Qanun Aceh Nomor 6 Tahun 2014 tentang Hukum Jinayat dalam Pasal 66 bab VI disebutkan Apabila anak yang belum mencapai umur 18 (delapan belas) tahun melakukan atau diduga melakukan Jarimah, maka terhadap Anak tersebut dilakukan pemeriksaan berpedoman kepada peraturan perundang-undangan mengenai peradilan pidana anak. Jarimah adalah perbuatan yang dilarang oleh Syariat Islam yang dalam Qanun ini diancam dengan ‘Uqubat Hudud dan/atau Ta’zir. Sementara itu, dalam menangani semua kasus yang masuk ke Mahkamah Syariah (MS) termasuk jinayat dan saat ini MS telah memiliki 6 Hakim dan 1 Panitera bersertifikat SPPA.

“Dahulu semua kasus dihukum cambuk tetapi setelah ada rapat eksternal dari berbagai unsur di mahkamah syar’iyah, khusus pemerkosaan tidak boleh cambuk dan harus dikurung badan agar tidak mengulangi. Karena didalam hukum materiil ada pilihan kalau tidak di cambuk, dia dihukum denda, atau dihukum kurung badan,” tutur Hadifadhillah Rusli Kasubag Umum dan Keuangan Mahkamah Syar’iyah Banda Aceh pada, Rabu (04/10/2023). 

Setiap persidangan anak di MS selalu menghadirkan petugas kemasyarakatan dari Bapas setempat, selain pengacara anak kemudian juga prosedur persidangannya mengikuti ketentuan di UU SPPA. Penanganan anak berhadapan hukum dilakukan oleh UPTD PPA Prov Aceh khusus untuk korban dan saksi, sedangkan untuk anak berkonflik hukum oleh Dinas Sosial provinsi Aceh saat ini berjumlah 11 anak. 

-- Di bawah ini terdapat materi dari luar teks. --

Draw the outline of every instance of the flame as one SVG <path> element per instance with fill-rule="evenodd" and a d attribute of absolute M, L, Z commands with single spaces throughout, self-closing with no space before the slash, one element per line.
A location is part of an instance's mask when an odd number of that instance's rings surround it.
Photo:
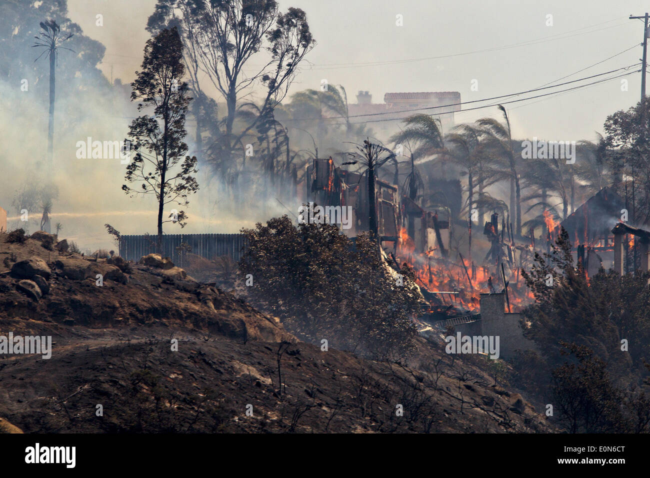
<path fill-rule="evenodd" d="M 552 233 L 555 228 L 560 226 L 560 222 L 554 220 L 553 217 L 551 215 L 551 213 L 546 209 L 544 209 L 544 222 L 546 223 L 546 227 L 549 228 L 550 233 Z"/>
<path fill-rule="evenodd" d="M 331 157 L 328 160 L 328 171 L 327 191 L 331 193 L 334 191 L 334 161 Z"/>
<path fill-rule="evenodd" d="M 493 286 L 497 292 L 503 289 L 500 270 L 495 266 L 488 267 L 476 265 L 463 258 L 463 261 L 456 261 L 440 257 L 439 250 L 434 249 L 426 252 L 415 250 L 413 240 L 409 237 L 405 228 L 399 232 L 396 259 L 398 263 L 408 264 L 413 271 L 415 282 L 430 292 L 457 292 L 457 294 L 439 294 L 436 297 L 441 304 L 430 304 L 429 312 L 434 313 L 444 310 L 452 305 L 469 311 L 479 309 L 482 293 L 490 291 L 488 281 L 492 278 Z M 469 277 L 468 277 L 469 276 Z M 516 271 L 509 279 L 508 292 L 512 312 L 534 300 L 532 293 L 528 289 Z"/>
<path fill-rule="evenodd" d="M 409 237 L 406 228 L 402 228 L 400 230 L 399 242 L 397 247 L 400 250 L 400 255 L 408 255 L 415 250 L 415 243 Z"/>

Sementara itu, menurut Dian Sasmita Anggota KPAI yang hadir dalam pemantauan tersebut menegaskan bahwa setiap anak yang berhadapan hukum harus dipastikan mendapatkan hak-haknya, tidak hanya selama proses hukum berjalan, namun juga rehabilitasi dan reintegrasinya. Rehabilitasi yang komprehensif berkontribusi pada pencegahan keberlanjutan kekerasaan di kemudian hari. Sehingga pemerintah daerah perlu secara aktif melakukan pemenuhan hak-hak anak tersebut, tutup Dian Sasmita.